Lelaki berkumis tipis itu kemudian menggeser tubuh tegapnya
ke lapak sebelah kiri. Seorang bapak kira-kira berumur lima puluhan menguap
lebar saat wajah lelaki berkumis itu menyembul di lapaknya.
“Cari apa, Mas?” tanyanya dengan separuh mengantuk.
“Bapak ini bercanda ya? Memangnya bapak jual apa
selain pisang?” lelaki berkumis tipis itu mencoba untuk bergurau. Tapi bapak
penjual pisang itu tak mempedulikan. Bapak itu masih saja berkutat dengan rasa
kantuknya.
“Ada orang beli ya dilayani, Pak. Jangan dibiarkan
gini, kebiasaan bapak ini!” Seorang ibu berdaster biru muncul dari balik lapak.
Mengomel karena suaminya tidak becus melayani pembeli pisangnya.
“Bapak masih ngantuk, Bu.” Sela sang suami.
“Pembeli itu raja, Pak. Harus dilayani dengan baik,
siapa suruh semalam nonton bola sampai jam tiga pagi!” omelnya lagi.

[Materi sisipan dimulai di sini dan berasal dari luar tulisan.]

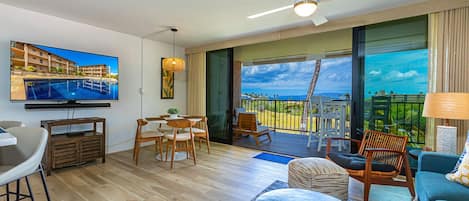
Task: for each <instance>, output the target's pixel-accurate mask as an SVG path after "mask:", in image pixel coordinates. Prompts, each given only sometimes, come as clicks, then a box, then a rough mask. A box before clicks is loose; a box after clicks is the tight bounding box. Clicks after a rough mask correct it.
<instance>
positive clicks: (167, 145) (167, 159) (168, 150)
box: [164, 140, 170, 162]
mask: <svg viewBox="0 0 469 201" xmlns="http://www.w3.org/2000/svg"><path fill="white" fill-rule="evenodd" d="M169 142H170V141H169V140H168V141H167V142H166V159H165V160H164V161H165V162H167V161H168V153H169Z"/></svg>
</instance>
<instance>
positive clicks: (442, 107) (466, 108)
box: [422, 93, 469, 120]
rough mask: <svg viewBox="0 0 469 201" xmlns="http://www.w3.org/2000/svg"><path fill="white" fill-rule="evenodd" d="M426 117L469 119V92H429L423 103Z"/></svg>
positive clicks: (424, 111) (423, 108) (422, 114)
mask: <svg viewBox="0 0 469 201" xmlns="http://www.w3.org/2000/svg"><path fill="white" fill-rule="evenodd" d="M422 115H423V116H424V117H432V118H439V119H456V120H468V119H469V93H429V94H427V95H426V96H425V103H424V105H423V113H422Z"/></svg>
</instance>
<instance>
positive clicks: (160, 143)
mask: <svg viewBox="0 0 469 201" xmlns="http://www.w3.org/2000/svg"><path fill="white" fill-rule="evenodd" d="M158 143H159V145H158V146H159V147H160V158H161V161H163V138H162V137H160V140H158Z"/></svg>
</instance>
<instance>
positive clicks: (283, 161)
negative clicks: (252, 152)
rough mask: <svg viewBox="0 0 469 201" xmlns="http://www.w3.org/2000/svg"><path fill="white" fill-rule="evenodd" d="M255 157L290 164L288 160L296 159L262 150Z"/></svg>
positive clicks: (289, 160)
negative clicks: (270, 152)
mask: <svg viewBox="0 0 469 201" xmlns="http://www.w3.org/2000/svg"><path fill="white" fill-rule="evenodd" d="M254 158H257V159H261V160H266V161H272V162H275V163H281V164H288V162H290V161H291V160H293V159H294V158H292V157H287V156H281V155H277V154H271V153H265V152H262V153H260V154H258V155H256V156H254Z"/></svg>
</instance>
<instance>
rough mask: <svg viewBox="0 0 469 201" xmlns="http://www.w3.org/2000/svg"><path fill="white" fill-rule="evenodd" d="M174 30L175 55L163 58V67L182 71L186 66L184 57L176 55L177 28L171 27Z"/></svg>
mask: <svg viewBox="0 0 469 201" xmlns="http://www.w3.org/2000/svg"><path fill="white" fill-rule="evenodd" d="M171 31H172V32H173V57H169V58H165V59H163V69H164V70H167V71H173V72H182V71H184V69H185V68H186V62H185V61H184V59H181V58H178V57H176V32H177V31H178V30H177V29H176V28H171Z"/></svg>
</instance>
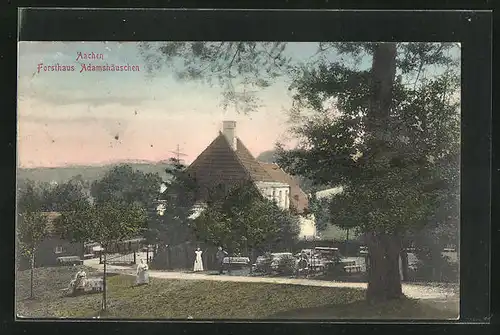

Lelaki berkumis tipis itu hanya diam menyaksikan
pasangan suami istri itu bertengkar. Dia masih tetap mematung di sana sebelum
ibu penjual pisang menegurnya.
“Mau pisang apa, Mas? Ini pisang mas kemarin baru
panen jadi masih segar. Kalau yang digantung di depan itu pisang raja. Atau mau
pisang kepok?”
“Pisang mas saja Bu. Berapa?”
“Dua puluh ribu, Mas.”
Lelaki berkumis tipis itu tanpa menawar langsung
memberikan uangnya kepada ibu tersebut. Kemudian lelaki itu berjalan melewati
lapak-lapak sempit yang menjual beraneka macam sayuran. Pasar sudah mulai ramai
dengan segala macam aktivitasnya. Lelaki itu hati-hati sekali berjalan, takut
tubuhnya membentur ibu-ibu yang berdesakan untuk belanja. Dan kulihat lelaki berkumis
itu melewatiku tanpa menyapa.
Setelah lelaki berkumis itu pergi, kudengar suara
ibu penjual pisang berbicara pada ibu penjual cabai.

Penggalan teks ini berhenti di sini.